Safety of prothrombin complex concentrate for emergency surgery according to the oral factor xa inhibitor level Free

Background: The incidence of thrombotic events after use of 4-factor prothrombin complex concentrate (4F-PCC) for oral factor Xa inhibitors-(XaI)-associated major bleeding is 3-4% and 5% in a study on 4F-PCC for XaI and emergency surgery. Rapid anti-Xa assays are seldom available, prompting clinicians to frequently administer 4F-PCC empirically. It is unknown if the thrombotic risk increases when pre-operative levels are low or unmeasured.
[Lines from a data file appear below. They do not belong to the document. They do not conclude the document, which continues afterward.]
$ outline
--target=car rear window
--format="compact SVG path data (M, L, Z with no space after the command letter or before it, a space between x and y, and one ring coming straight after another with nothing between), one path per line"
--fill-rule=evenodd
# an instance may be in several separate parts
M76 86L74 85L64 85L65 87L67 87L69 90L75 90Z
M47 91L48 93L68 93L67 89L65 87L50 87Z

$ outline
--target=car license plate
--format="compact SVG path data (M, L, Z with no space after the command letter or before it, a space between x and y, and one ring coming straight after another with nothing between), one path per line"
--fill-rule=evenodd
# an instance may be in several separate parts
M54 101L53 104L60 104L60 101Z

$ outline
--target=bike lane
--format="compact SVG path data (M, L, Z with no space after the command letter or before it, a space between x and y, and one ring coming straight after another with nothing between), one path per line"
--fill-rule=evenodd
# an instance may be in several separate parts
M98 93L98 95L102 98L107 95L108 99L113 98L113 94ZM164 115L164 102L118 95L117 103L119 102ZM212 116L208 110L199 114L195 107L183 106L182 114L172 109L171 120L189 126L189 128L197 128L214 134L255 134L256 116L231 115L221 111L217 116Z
Methods: We analyzed retrospectively all patients that received 4F-PCC between September 2018 and July 2024 at the hospitals in Hamilton, Canada, and screened for those with emergency surgery/invasive procedure as main indication. The PCC used was almost exclusively Octaplex (Octapharma). The primary outcomes were symptomatic or asymptomatic, objectively verified arterial or venous thromboembolism within 7 days from PCC infusion. The secondary outcome was the same but between day 8 and 30 postoperatively, at which timepoint other causes than preoperative PCC may be more prominent. XaI levels were determined with an anti-Xa assay, calibrated with the respective DOAC used by the patient. All-cause mortality within 30 days was also captured. The study was approved by Hamilton Integrated Research Ethics Board.
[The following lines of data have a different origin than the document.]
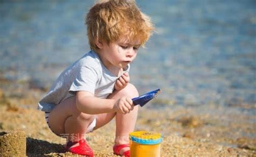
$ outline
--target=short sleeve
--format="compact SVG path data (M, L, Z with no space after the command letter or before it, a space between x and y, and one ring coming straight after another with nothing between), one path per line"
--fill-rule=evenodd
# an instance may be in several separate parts
M78 70L69 89L69 92L75 95L77 91L86 91L95 94L98 80L96 70L91 66L84 66Z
Results: PCC at a median dose of 2000 units (interquartile range, 2000-2000) was administered to 224 patients on apixaban (142; 63%), rivaroxaban (71; 32%) or edoxaban (11;5%) for emergency surgery or invasive procedures. Mean age was 74 years and 42% were female. Postoperative prophylaxis against venous thromboembolism was started promptly in 184 patients (82%) after a median of 1 day (interquartile range, 1-2). Among 36 patients with high XaI levels, defined as at least 75 ng/mL there was 1 pulmonary embolism (3%); 24 patients with low levels had no events; 164 patients without any level measured had 7 events (4%) within 7 days, consisting of 5 myocardial infarctions, 1 DVT, 1 cerebral infarct. Two additional cerebral infarcts were deemed to be caused by compressive intracerebral hematomas that were evacuated. Events between day 8-30 were only in the group with no level – 3 deep vein thrombosis, 1 pulmonary embolism, 1 arterial thrombus. There were 8 deaths (22%) in the XaI high-level group, 2 (8%) in the low-level group, and 15 (9%) in the no-level group.

Conclusion: The risk of thromboembolic events after 4F-PCC for management of hemostasis in patients on XaI and emergency surgery/invasive procedures appears to be similar among patients with preoperative drug levels that are high, low or not measured. These findings support the safe use of PCC in settings where rapid anti-Xa testing is unavailable.